James, I'm with you regarding the molasses and agave. Blackstrap molasses used to be touted as a great thing to bring on a run way before there were such things as gels. It used to be molasses, Karo syrup, and honey were the bomb. Honey is still used often (Honey Stinger), more so than molasses (which is still recommended by non-vegetarians), and Karo syrup.
Regarding the drinking thing, though, all Eliot said was that he drinks "as little as possible." I read this as meaning that he drinks according to what he needs and doesn't "pound the fluids" regardless of need. I thought he meant that had plotted out how much he uses during a typical marathon--like all of the nutritionists recommend doing--and takes in basically that much, and does not go overboard, not that he purposely takes in less than he needs. I think your introduction of "adequate" is your bad.
thats all very good, however to give advise to someone who is inexperienced and looking for help/ideas from others, to drink as little as possible could very well work out to be some what dangerous, no? it was then later redefined as, having used to drink alot, then over the years altering the levels to what i found suited me, (i think it was more or less said that). which is, i think very dif advise to offer and largely very good. even though i personaly dont agree with his end conclution, (which doesnt really matter..i don't need to and nor does he need me to! :) i do very much agree with how he came to it; to air on the side of caution, then adjust until he found what he thinks/feels works best for him. an exercise dairy is perfect for this. in terms of electrolytes, i'll have celery and cucumber, ether whole or juiced, for cals dates and maybe the odd banana. i havn't yet tried making a 'glue' as of yet as i haven't felt the need. if i were to id probs use the same foods as above to do so.

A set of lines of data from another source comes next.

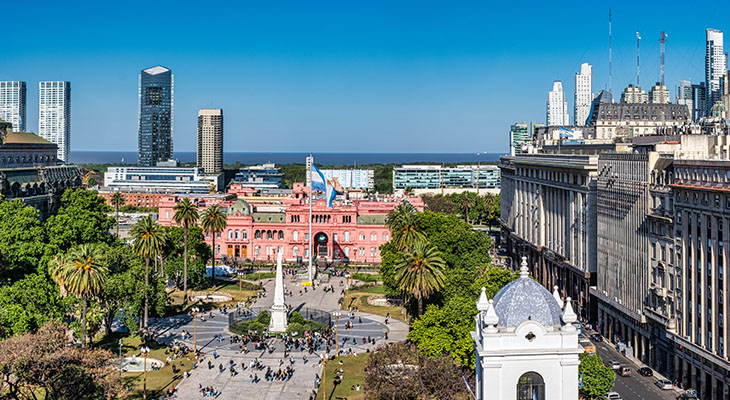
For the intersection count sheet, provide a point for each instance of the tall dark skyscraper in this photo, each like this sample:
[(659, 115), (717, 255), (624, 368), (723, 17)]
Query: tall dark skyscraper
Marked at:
[(156, 87)]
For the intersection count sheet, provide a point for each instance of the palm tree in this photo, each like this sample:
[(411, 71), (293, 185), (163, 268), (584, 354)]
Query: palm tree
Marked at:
[(213, 221), (148, 239), (83, 274), (117, 201), (186, 214), (420, 272), (403, 224)]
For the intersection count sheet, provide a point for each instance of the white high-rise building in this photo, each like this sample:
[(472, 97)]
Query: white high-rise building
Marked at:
[(54, 115), (583, 94), (12, 104), (557, 107), (715, 67)]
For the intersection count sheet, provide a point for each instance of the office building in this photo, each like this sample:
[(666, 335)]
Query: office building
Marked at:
[(210, 140), (54, 115), (633, 95), (363, 179), (156, 93), (12, 104), (264, 176), (659, 94), (557, 107), (423, 179), (685, 96), (715, 67), (583, 94), (165, 179)]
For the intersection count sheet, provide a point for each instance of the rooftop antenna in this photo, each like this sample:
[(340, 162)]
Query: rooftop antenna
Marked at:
[(638, 38), (662, 40), (610, 87)]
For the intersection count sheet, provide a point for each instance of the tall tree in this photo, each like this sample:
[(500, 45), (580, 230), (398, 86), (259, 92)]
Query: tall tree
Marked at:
[(186, 214), (213, 220), (148, 238), (403, 223), (83, 274), (421, 272), (117, 201)]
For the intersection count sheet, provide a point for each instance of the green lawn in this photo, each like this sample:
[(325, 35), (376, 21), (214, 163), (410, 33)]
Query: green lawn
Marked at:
[(353, 375), (157, 381)]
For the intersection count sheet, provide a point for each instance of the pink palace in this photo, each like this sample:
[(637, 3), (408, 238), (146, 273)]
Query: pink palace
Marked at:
[(257, 225)]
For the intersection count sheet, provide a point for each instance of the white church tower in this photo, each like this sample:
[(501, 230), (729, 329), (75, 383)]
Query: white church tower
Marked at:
[(526, 344)]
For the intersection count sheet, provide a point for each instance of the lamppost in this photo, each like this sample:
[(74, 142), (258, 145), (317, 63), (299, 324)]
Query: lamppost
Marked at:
[(195, 311), (145, 351), (121, 362), (337, 316)]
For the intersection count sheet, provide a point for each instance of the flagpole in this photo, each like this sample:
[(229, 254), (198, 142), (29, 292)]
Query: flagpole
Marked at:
[(311, 277)]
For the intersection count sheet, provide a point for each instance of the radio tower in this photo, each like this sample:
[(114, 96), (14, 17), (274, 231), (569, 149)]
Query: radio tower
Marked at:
[(662, 40), (638, 38)]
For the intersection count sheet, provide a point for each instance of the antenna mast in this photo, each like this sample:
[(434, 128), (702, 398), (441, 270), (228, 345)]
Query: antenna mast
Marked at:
[(610, 87), (638, 38), (662, 40)]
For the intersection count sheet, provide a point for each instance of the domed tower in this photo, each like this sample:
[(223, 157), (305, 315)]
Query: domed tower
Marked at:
[(526, 344)]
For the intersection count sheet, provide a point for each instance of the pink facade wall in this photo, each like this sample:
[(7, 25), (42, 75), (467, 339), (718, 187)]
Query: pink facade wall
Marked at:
[(244, 238)]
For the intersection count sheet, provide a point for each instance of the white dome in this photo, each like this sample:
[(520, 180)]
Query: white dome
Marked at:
[(524, 299)]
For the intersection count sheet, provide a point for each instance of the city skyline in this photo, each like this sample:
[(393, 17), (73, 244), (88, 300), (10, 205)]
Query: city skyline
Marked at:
[(354, 72)]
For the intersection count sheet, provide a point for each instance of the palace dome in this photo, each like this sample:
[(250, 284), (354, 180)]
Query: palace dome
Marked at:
[(524, 299)]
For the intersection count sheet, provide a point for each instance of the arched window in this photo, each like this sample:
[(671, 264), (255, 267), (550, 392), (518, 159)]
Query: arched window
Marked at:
[(531, 386)]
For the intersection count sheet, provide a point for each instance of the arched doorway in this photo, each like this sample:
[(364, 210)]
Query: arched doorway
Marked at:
[(531, 386), (320, 244)]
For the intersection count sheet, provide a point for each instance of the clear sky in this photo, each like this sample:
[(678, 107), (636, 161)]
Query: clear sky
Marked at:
[(350, 76)]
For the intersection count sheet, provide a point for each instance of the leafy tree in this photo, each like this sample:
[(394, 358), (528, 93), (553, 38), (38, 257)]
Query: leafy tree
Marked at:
[(148, 240), (80, 219), (117, 201), (22, 239), (213, 220), (83, 274), (597, 378), (45, 365), (420, 272), (400, 372), (403, 223), (186, 214), (29, 303)]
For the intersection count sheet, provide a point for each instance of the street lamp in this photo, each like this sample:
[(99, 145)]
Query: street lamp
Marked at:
[(195, 311), (121, 362), (337, 316), (145, 351)]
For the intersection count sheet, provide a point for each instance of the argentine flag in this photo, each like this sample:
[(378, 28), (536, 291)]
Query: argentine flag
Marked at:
[(323, 185)]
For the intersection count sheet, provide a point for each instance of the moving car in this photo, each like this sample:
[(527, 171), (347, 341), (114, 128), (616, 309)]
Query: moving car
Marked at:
[(612, 396), (664, 384)]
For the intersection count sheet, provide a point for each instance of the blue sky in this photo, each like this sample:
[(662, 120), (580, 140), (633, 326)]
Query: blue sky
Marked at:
[(367, 76)]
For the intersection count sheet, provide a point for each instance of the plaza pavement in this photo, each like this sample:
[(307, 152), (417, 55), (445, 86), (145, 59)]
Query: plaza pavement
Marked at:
[(301, 385)]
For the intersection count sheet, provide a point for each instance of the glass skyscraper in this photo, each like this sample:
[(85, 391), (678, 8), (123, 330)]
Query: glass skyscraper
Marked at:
[(156, 87)]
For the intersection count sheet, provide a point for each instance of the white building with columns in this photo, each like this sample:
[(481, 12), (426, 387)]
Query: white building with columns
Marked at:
[(526, 344)]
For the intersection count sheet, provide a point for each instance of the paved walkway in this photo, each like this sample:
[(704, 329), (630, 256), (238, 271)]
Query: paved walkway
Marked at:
[(301, 384)]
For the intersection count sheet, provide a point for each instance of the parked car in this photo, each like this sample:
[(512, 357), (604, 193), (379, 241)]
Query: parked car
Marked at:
[(664, 384), (612, 396)]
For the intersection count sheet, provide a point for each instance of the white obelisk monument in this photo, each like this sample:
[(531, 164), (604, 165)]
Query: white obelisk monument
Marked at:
[(278, 309)]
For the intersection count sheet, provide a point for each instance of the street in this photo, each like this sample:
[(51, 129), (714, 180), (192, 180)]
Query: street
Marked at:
[(635, 386)]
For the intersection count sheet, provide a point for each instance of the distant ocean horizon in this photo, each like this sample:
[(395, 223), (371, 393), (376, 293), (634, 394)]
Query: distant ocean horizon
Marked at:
[(130, 157)]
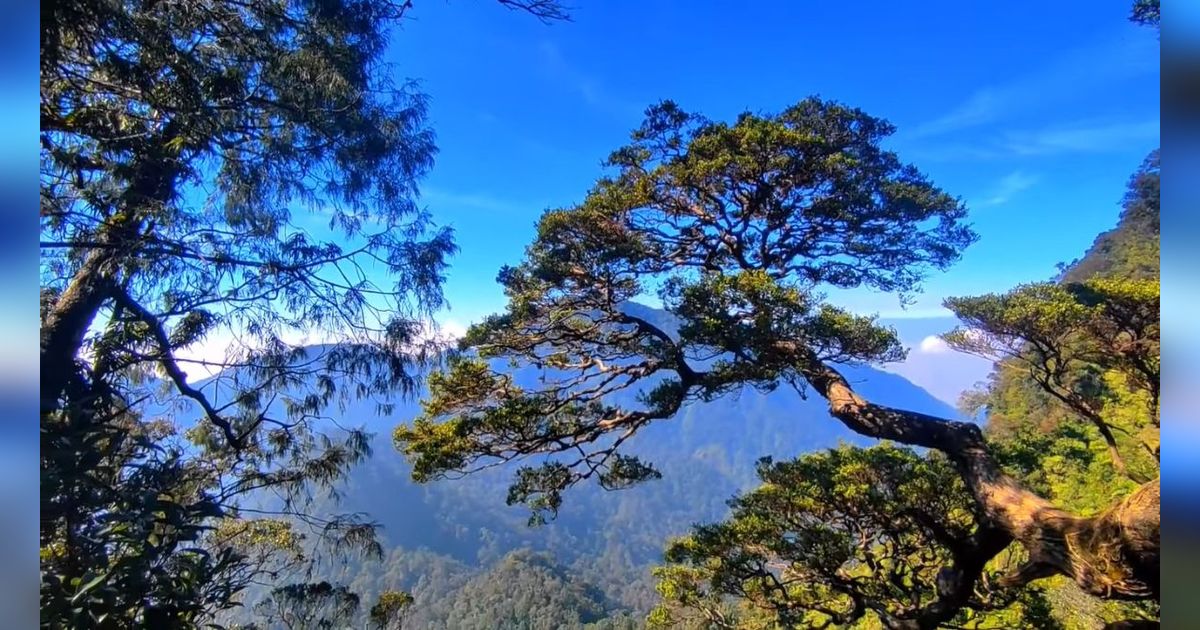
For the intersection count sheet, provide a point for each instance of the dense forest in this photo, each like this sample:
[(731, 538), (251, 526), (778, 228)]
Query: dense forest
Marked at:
[(730, 459)]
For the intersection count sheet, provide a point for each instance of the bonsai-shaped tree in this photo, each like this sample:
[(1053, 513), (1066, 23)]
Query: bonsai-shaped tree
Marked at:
[(737, 227)]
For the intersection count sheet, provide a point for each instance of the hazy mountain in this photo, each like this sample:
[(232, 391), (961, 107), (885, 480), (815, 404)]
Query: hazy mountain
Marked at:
[(450, 538)]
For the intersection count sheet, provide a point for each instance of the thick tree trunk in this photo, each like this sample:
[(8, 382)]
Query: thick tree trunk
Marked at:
[(1114, 555), (66, 323)]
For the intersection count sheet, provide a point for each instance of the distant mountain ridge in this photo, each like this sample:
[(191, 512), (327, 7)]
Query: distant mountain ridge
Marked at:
[(461, 529)]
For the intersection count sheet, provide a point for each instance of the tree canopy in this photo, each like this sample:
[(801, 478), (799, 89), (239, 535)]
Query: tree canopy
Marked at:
[(735, 225), (234, 174), (736, 228)]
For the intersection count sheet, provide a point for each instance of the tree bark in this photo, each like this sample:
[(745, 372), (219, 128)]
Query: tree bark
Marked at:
[(1114, 555), (66, 323)]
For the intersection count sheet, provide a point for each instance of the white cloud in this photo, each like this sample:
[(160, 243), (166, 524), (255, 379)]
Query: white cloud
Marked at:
[(933, 345), (1079, 138), (1079, 72), (1008, 187)]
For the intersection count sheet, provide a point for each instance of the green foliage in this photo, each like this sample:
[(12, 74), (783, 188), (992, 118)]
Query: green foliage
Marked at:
[(735, 225), (217, 173), (837, 538), (389, 612), (1146, 12), (1091, 352), (310, 606)]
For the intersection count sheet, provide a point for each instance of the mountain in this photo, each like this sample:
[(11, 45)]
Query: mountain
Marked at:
[(451, 540)]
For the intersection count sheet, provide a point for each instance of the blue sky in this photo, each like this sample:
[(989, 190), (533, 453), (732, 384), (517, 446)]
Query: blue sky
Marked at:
[(1035, 118)]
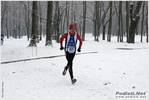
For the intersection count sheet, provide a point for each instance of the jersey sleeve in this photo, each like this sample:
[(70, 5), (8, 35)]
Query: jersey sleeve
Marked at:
[(80, 39), (62, 38)]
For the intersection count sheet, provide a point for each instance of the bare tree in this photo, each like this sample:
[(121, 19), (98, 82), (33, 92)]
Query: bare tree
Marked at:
[(49, 24), (142, 23), (34, 24), (84, 20), (127, 19), (110, 24), (134, 21), (147, 22)]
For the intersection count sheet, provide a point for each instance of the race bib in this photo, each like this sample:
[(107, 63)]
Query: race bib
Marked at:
[(71, 49)]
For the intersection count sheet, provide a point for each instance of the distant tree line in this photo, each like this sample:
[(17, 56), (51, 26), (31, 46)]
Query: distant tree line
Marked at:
[(104, 19)]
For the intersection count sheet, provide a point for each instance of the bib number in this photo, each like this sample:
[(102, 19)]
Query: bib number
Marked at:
[(71, 49)]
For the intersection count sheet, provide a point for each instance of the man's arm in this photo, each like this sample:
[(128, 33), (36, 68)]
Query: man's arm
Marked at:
[(62, 38), (80, 39)]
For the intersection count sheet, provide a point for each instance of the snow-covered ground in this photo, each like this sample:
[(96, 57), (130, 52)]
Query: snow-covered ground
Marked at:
[(99, 75)]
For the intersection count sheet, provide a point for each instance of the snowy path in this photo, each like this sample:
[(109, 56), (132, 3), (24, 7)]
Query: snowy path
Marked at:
[(98, 75)]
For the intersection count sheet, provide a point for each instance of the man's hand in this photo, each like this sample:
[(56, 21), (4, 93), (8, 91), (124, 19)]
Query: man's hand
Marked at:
[(61, 48), (79, 49)]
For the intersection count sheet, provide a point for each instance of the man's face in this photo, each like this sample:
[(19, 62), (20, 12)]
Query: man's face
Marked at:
[(73, 29)]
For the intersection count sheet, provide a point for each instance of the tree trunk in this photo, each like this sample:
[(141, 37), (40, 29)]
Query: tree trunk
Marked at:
[(34, 24), (58, 22), (40, 6), (49, 24), (28, 24), (142, 23), (110, 24), (121, 22), (84, 20), (127, 19), (134, 21), (147, 24)]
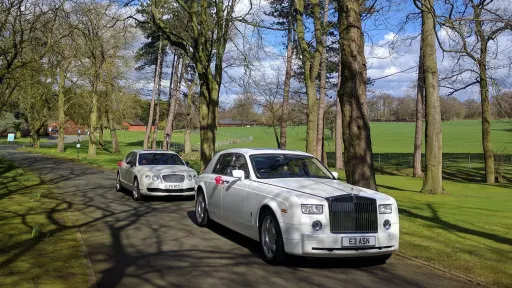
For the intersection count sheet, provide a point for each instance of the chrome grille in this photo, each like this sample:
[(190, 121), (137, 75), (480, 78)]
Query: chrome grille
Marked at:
[(353, 214), (173, 178)]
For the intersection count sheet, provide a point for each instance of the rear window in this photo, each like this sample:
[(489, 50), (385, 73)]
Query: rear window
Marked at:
[(146, 159)]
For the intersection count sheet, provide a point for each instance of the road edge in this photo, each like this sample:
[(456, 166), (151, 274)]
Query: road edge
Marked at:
[(92, 283), (454, 274)]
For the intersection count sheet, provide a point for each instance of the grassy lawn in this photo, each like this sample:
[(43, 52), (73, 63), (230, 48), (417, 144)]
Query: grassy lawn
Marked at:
[(34, 250), (467, 231)]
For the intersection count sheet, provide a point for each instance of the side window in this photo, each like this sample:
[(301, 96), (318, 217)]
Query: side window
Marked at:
[(223, 165), (128, 157), (240, 163)]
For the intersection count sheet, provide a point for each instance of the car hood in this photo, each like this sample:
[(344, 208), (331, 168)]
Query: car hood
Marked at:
[(166, 169), (323, 187)]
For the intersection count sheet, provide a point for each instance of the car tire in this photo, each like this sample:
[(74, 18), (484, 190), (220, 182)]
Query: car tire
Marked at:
[(271, 239), (380, 260), (119, 187), (202, 217), (136, 190)]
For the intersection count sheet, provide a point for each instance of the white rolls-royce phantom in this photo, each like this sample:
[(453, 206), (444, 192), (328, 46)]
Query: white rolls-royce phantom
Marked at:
[(292, 204), (155, 173)]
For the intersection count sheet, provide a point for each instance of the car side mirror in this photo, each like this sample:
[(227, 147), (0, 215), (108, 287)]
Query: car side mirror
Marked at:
[(240, 174)]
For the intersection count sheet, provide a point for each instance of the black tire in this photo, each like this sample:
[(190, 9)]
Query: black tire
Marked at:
[(136, 190), (380, 260), (202, 219), (119, 187), (279, 255)]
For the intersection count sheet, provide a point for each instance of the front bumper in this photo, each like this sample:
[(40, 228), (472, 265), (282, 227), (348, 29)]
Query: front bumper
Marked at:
[(150, 188), (323, 243)]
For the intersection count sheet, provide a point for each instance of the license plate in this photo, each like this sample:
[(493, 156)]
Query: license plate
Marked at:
[(358, 241)]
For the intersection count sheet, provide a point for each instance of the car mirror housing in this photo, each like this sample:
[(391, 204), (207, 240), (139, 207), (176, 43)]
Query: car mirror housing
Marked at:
[(240, 174)]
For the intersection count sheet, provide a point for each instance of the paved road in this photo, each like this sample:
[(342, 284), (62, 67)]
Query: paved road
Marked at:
[(156, 243)]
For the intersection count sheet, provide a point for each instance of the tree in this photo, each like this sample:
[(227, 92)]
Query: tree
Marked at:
[(311, 64), (418, 131), (352, 96), (156, 77), (211, 24), (284, 11), (100, 38), (433, 179), (323, 82), (471, 35)]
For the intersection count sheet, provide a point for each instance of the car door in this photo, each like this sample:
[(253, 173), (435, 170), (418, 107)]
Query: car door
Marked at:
[(215, 196), (130, 169), (124, 168), (234, 193)]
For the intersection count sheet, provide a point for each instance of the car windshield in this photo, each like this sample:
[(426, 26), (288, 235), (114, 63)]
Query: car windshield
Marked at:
[(146, 159), (270, 166)]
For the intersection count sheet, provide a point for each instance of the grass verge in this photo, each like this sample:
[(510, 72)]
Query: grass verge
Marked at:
[(35, 249)]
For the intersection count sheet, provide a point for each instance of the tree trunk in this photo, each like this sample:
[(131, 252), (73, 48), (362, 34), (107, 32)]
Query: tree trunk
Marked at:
[(113, 135), (311, 63), (276, 134), (208, 119), (101, 143), (484, 99), (155, 127), (94, 125), (323, 79), (339, 135), (177, 76), (35, 139), (486, 124), (187, 147), (433, 179), (352, 94), (62, 108), (152, 106), (418, 132), (157, 118), (287, 79)]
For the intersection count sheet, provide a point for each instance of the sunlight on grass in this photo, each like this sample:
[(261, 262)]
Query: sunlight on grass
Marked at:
[(467, 231), (35, 252)]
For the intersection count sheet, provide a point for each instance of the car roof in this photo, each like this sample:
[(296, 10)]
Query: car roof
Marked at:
[(254, 151), (154, 151)]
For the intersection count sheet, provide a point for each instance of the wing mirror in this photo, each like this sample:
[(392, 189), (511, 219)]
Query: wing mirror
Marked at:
[(240, 174)]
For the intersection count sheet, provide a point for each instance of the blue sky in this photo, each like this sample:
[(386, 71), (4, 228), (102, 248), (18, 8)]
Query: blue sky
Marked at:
[(391, 50)]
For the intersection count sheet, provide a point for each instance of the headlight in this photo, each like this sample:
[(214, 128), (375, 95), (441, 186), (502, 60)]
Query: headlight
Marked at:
[(385, 209), (312, 209)]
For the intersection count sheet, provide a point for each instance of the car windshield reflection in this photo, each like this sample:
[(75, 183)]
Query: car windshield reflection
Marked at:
[(271, 166), (153, 159)]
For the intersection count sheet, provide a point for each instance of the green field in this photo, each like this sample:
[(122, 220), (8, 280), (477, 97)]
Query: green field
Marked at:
[(35, 249), (466, 231)]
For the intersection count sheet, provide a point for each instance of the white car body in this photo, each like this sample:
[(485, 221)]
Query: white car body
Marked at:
[(238, 203), (169, 179)]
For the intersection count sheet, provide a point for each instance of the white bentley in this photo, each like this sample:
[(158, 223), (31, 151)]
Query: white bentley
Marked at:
[(155, 173), (292, 204)]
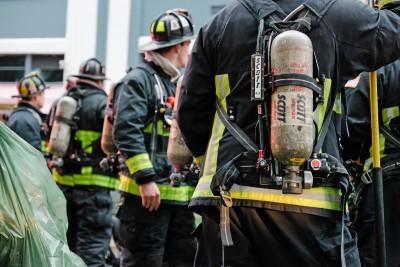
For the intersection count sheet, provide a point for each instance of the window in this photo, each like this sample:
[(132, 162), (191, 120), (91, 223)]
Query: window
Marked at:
[(14, 67), (49, 67)]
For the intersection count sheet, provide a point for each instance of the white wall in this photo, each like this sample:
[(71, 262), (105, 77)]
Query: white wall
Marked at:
[(24, 46), (81, 33), (117, 38)]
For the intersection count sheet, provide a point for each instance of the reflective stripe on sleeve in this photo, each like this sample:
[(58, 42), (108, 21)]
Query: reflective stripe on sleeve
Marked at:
[(180, 194), (86, 179), (138, 163)]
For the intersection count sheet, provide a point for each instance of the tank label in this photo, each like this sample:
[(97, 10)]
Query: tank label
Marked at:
[(294, 107)]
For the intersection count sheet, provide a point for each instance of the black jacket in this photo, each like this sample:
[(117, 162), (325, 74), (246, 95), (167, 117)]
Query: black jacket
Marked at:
[(135, 109), (85, 141), (348, 37), (359, 125), (26, 121)]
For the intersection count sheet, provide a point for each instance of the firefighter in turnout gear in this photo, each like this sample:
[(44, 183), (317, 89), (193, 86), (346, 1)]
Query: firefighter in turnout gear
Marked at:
[(85, 185), (241, 195), (156, 224), (26, 119), (357, 146)]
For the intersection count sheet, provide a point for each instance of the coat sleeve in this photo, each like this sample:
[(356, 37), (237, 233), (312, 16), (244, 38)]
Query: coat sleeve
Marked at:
[(131, 116), (367, 38), (197, 100), (358, 120)]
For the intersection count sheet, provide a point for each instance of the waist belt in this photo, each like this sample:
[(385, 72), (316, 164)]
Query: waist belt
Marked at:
[(366, 180)]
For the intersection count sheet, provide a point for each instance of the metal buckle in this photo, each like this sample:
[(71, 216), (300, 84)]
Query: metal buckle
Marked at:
[(366, 178)]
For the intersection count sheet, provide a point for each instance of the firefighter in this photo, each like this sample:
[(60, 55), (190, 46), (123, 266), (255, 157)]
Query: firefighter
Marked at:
[(85, 185), (156, 224), (267, 227), (26, 120), (359, 142)]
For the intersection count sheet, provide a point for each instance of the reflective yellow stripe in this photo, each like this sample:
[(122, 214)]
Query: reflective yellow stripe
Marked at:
[(86, 179), (167, 192), (44, 146), (87, 170), (318, 197), (389, 114), (200, 160), (222, 90), (87, 138), (321, 197), (138, 163), (161, 129), (319, 113), (337, 106), (160, 26)]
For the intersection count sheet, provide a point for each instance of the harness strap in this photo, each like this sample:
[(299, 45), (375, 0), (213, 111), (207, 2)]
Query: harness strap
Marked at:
[(235, 130), (296, 79), (325, 127), (387, 133), (72, 123)]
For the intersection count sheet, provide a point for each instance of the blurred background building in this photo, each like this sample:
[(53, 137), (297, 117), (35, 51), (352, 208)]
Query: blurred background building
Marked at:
[(55, 36)]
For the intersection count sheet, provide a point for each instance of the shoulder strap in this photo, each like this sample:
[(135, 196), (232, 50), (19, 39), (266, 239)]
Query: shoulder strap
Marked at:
[(34, 114), (160, 95), (235, 130)]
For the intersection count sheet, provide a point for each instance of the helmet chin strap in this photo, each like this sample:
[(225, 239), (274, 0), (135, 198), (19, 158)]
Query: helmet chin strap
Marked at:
[(89, 82), (164, 63)]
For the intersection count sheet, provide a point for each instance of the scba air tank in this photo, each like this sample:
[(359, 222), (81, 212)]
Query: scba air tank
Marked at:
[(61, 131), (107, 143), (177, 151), (292, 128)]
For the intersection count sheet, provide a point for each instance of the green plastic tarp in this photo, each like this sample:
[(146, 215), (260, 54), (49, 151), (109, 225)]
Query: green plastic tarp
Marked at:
[(33, 220)]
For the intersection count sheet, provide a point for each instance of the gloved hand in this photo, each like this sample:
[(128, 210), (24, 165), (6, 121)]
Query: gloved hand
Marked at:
[(150, 195)]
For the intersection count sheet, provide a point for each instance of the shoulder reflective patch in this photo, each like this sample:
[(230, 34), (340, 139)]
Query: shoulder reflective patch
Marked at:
[(352, 83)]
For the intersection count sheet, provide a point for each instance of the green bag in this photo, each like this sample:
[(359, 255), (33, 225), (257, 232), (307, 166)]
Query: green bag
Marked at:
[(33, 220)]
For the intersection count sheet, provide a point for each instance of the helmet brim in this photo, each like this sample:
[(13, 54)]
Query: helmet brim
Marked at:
[(36, 93), (91, 77), (154, 45)]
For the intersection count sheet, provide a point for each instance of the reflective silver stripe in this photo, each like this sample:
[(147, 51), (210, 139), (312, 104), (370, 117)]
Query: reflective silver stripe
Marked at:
[(309, 194)]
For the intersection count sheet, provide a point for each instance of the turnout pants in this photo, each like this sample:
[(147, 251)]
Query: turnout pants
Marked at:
[(364, 224), (158, 238), (265, 237), (89, 211)]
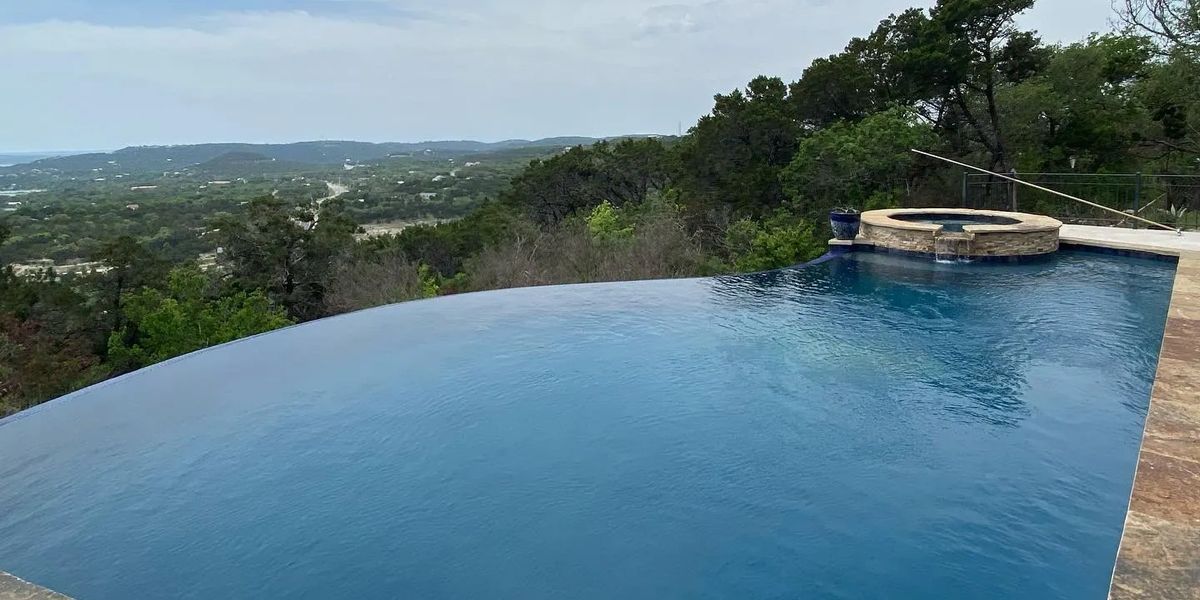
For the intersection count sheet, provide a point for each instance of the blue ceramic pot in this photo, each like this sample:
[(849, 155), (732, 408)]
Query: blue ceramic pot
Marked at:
[(845, 225)]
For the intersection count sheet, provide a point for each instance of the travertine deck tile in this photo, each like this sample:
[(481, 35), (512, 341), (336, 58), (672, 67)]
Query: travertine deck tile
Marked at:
[(1159, 555)]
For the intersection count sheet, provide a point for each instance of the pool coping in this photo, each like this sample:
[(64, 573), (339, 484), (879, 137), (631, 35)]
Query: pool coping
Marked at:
[(16, 588), (1025, 222)]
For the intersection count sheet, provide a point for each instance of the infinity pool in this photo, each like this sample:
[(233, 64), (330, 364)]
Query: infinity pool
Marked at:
[(867, 427)]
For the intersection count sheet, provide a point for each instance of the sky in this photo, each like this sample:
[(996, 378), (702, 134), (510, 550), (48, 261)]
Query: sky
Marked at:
[(97, 75)]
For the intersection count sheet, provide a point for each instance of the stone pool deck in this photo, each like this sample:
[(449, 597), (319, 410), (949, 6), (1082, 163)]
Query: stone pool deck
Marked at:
[(1140, 240), (1159, 555), (15, 588)]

we can all interpret ppls words, (even more so in type) as we see fit. however leaving gaps that could very easily lead to dangerous situations like dehydration to personal interpretation which is greatly dependent on experience of the subject at hand, which is the whole point the question in the first place is careless. a point at which i thought best to draw attention to for everybodies sake...becasuse it wouldn't be my bad, (i can always eat/drink) it would be some other poor fools!
"Well said" is right. Eliot should definitely have explained what he meant by "as little as possible" in his original post. I like how you wrote that you liked how he came to his conclusion. I'm with you on that, too.
Yes, it does very much depend on the person. I agree with you there, too. It is really up to the OP's friend to find the optimal level for water and calories--and the right shoe + sock combo, and the right pace, etc.
Hi Elena, I like making a thick gel of dates and bananas and just enough water to make it pour out well. It can be refrigerated overnight for a warm weather race if need be. I carry it in a water bottle, drinking it just before the water stations and chasing it down with plain water. Easy and fast to make, easy to drink, tastes great, and as many calories as he needs. Depending on their sizes, maybe one banana and two dates per hour would work well.
Honey+maca+spirulina+sheep's oil+ground coffee. Process it into a paste.
Just kidding! Totally disgusting.
Date paste! I really like tamarind, a fruit from the pea plant. It has a lovely flavor and similar texture to dates. You can process or blend them together. Tasty and similar to Mexican tamarind candy, which I used to like a lot. You can make it a similar texture to GU.